Based on the quick summary statistics above, it appears that, across 2015-2019, about a third of households in the Bay Area were paying more than 30% of their income on housing, and the total amount of that housing cost above the 30% threshold, for all of those households combined, was over $11 billion per year, in 2019 dollars. In other words, external assistance in the form of universal basic income or housing vouchers at this scale would technically eliminate the “housing affordability problem” in the Bay Area. Here are two maps to visualize these results geospatially:

burden_pal1 <- colorNumeric(
  palette = "Purples",
  domain = bay_burden_pumas$burdened_perc
)

bay_burden_pumas %>% 
  leaflet() %>% 
  addProviderTiles(provider = providers$CartoDB.Positron) %>% 
  addPolygons(
    fillColor = ~burden_pal1(burdened_perc),
    fillOpacity = 0.5,
    color = "white",
    weight = 0.5,
    label = ~paste0(round(burdened_perc*100), "% of households paying 30%+ of income on housing"),
    highlightOptions = highlightOptions(
      weight = 2
    )
  ) %>% 
  addLegend(
    pal = burden_pal1,
    values = ~burdened_perc,
    title = "% Cost-burdened<br>households"
  )

Note that using ACS 5-yr data (e.g., B25074, B25095), you could create a very similar map at the block group level. But the PUMS method, trading off geographic granularity, provides a more accurate estimate of the actual dollar amount of burden, and allows for more customizations on this analysis.

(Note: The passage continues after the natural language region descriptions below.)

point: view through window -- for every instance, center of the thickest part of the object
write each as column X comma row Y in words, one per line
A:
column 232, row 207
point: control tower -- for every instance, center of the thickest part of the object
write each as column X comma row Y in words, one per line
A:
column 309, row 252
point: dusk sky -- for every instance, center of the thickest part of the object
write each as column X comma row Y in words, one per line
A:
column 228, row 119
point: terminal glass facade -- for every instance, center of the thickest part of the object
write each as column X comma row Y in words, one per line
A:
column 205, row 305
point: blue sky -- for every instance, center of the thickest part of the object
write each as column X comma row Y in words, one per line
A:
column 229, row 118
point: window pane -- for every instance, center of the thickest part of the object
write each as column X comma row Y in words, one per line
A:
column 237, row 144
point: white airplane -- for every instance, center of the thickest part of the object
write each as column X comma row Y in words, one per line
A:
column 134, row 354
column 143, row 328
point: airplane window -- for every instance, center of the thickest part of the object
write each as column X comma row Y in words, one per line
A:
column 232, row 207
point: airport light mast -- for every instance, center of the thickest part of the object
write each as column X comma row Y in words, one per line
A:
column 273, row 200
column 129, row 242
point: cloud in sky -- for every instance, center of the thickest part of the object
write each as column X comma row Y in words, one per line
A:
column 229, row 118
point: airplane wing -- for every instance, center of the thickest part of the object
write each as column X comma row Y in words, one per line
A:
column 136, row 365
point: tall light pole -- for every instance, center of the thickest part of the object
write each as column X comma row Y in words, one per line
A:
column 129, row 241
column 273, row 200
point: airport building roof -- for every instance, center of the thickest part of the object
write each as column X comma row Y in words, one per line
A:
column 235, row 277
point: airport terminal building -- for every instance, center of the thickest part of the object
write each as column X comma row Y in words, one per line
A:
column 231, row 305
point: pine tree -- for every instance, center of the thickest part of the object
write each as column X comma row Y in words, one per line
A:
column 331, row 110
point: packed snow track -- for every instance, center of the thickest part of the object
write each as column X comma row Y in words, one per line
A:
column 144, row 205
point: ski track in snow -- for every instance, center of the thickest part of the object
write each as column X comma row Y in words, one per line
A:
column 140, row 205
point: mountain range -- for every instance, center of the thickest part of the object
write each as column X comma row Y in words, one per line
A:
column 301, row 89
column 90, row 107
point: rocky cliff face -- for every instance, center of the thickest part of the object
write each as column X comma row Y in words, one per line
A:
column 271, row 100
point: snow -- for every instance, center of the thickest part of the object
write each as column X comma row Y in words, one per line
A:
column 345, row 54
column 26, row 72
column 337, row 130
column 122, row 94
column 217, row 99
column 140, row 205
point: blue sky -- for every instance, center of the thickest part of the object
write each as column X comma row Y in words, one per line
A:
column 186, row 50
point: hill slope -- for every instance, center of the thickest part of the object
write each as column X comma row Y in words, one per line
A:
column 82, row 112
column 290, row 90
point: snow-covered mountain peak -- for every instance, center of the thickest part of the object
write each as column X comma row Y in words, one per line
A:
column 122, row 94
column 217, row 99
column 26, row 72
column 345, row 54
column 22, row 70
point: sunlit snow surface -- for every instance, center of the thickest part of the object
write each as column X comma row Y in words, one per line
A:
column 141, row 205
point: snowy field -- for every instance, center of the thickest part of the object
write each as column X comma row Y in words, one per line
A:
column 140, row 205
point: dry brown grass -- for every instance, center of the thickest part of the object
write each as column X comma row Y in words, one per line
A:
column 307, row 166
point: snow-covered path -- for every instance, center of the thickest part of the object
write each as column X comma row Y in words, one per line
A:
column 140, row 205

burden_pal2 <- colorNumeric(
  palette = "Reds",
  domain = bay_burden_pumas$burden/1e6
)

bay_burden_pumas %>% 
  leaflet() %>% 
  addProviderTiles(provider = providers$CartoDB.Positron) %>% 
  addPolygons(
    fillColor = ~burden_pal2(burden/1e6),
    fillOpacity = 0.5,
    color = "white",
    weight = 0.5,
    label = ~paste0("$", round(burden/1e6), "M total annual cost burden"),
    highlightOptions = highlightOptions(
      weight = 2
    )
  ) %>% 
  addLegend(
    pal = burden_pal2,
    values = ~burden/1e6,
    title = "Total housing cost<br>burden, in $ millions"
  )

Note how burden is divided 1e6 and then reported in the hover-over label with M (million) for a more concise notation.

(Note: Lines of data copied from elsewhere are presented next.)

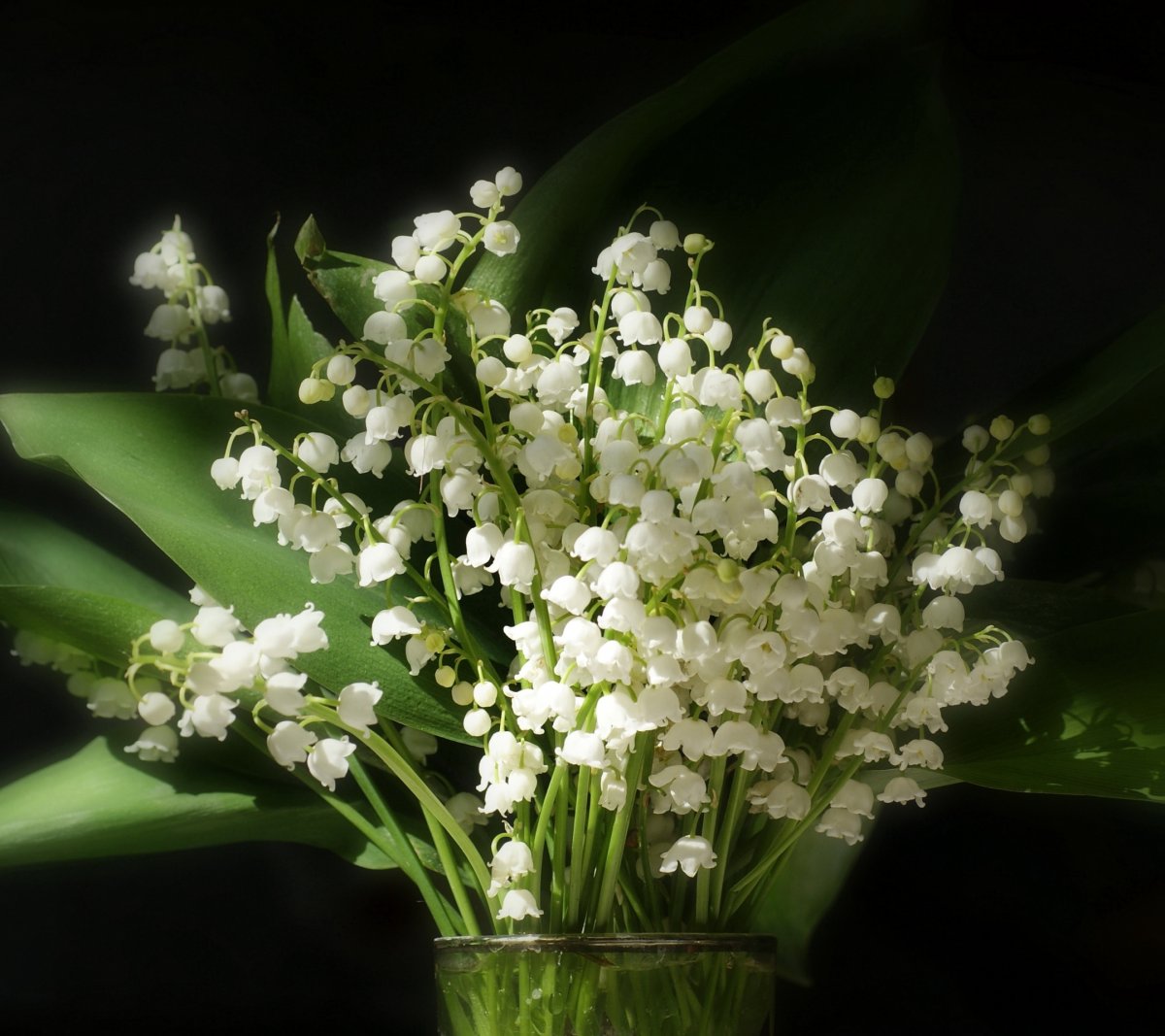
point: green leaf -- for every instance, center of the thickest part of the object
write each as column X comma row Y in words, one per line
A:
column 1093, row 389
column 58, row 584
column 150, row 457
column 343, row 280
column 1087, row 718
column 1030, row 609
column 103, row 802
column 36, row 551
column 830, row 189
column 100, row 626
column 807, row 886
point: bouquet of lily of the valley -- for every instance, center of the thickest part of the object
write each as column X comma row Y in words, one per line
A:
column 552, row 583
column 686, row 613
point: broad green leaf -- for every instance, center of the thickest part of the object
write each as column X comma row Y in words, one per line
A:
column 150, row 455
column 96, row 623
column 813, row 879
column 36, row 551
column 62, row 586
column 1108, row 380
column 825, row 170
column 1029, row 609
column 102, row 802
column 1087, row 718
column 805, row 888
column 343, row 280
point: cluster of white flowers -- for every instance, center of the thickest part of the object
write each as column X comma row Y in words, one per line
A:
column 737, row 588
column 192, row 303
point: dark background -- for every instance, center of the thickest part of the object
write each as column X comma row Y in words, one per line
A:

As previously noted, further refinement is strongly recommended to isolate just those who are truly “vulnerable” in the sense of having low income, or having a certain kind of less stable employment/income, or having certain household characteristics, or having even higher than 30% cost-burden. You could also quantify the “excess” value and consider this as money elsewhere in the population that could potentially be redistributed through progressive policies to enable more equitable housing. Otherwise, a big factor that may contribute to high housing costs is the scarcity of housing, which may be affected by local zoning, which we’ll explore next.